To support further expansion, Tsui Wah has planned to create a second central kitchen. All central kitchens will serve a radius of approximately 200 kilometres, or within a transport range of two hours to maintain food quality.
Tsui Wah also engages in centralised purchasing in the operation of its central kitchen.
Under the standardisation, speed of service has become one of the important elements to Tsui Wah's success. Use of the central kitchen helps decrease the amount of time used for preparing dishes at local kitchens. The company has calculated staff-to-table ratios to increase flow of customers. From the time customers come in to the time they pay their bill is planned to take place within 40 minutes. This kind of speed is made to compete with fast food restaurants.

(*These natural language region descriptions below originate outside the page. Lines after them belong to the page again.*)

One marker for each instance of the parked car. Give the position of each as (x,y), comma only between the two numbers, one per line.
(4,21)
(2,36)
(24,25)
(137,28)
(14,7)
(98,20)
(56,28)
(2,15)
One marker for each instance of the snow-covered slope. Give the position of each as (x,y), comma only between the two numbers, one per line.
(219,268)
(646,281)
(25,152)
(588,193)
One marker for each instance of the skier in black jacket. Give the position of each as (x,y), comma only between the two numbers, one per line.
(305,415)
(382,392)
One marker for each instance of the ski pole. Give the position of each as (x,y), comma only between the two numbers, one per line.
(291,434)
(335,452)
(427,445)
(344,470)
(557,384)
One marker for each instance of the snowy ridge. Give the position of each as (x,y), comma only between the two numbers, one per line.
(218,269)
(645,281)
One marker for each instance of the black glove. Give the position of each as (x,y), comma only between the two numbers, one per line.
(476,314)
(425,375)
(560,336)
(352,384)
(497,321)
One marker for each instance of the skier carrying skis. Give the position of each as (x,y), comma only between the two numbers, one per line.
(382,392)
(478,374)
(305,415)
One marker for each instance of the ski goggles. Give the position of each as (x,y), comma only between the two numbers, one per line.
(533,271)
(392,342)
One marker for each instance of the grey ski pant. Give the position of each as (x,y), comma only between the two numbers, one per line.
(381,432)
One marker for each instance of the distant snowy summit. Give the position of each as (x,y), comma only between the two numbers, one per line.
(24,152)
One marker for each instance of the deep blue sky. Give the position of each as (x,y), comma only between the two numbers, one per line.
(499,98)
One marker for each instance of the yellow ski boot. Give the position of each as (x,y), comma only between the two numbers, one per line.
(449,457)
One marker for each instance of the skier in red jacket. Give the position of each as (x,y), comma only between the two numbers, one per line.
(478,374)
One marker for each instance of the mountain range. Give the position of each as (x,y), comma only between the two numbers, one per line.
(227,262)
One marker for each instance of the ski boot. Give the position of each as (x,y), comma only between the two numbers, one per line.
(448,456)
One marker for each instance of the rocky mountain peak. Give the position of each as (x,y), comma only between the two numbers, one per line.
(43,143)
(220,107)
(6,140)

Tsui Wah has a communal seating arrangement, such that customers must a share table with other customers during busy periods. The distance between each table in Tsui Wah has been shortened compared to other restaurants so that Tsui Wah can generate more business, allowing the company to boost income.
Also, Tsui Wah has created a set of standard operating procedures for business aspects such as food booths, wait staff, cashiers, floor managers, chefs, restaurant managers and cleaning staff. Regular staff are required to wear uniforms to differentiate them from customers.
Tsui Wah pursues standardisation in human resources as well, such as in staff training and team-building exercises. The company's management structure includes headquarters management, overseas management, a project team, a finance team, a human resources department, a corporate communication and marketing department, a new project team, a procurement department, a production team, an operations team, and the central kitchen.
Tsui Wah offers certain training courses in 5S, a famous method for organisation from Japan, in employee training.
Tsui Wah is one of the few restaurants that adopts information technology to facilitate smooth operation.[dubious ] For example, each staff member uses a personal data assistant to take orders. Orders are then delivered to chefs in the kitchen. The company also uses a computerised point-of-sale system for bill payment to increase efficiency. Through data, Tsui Wah seeks to make predictions to further increase efficiency.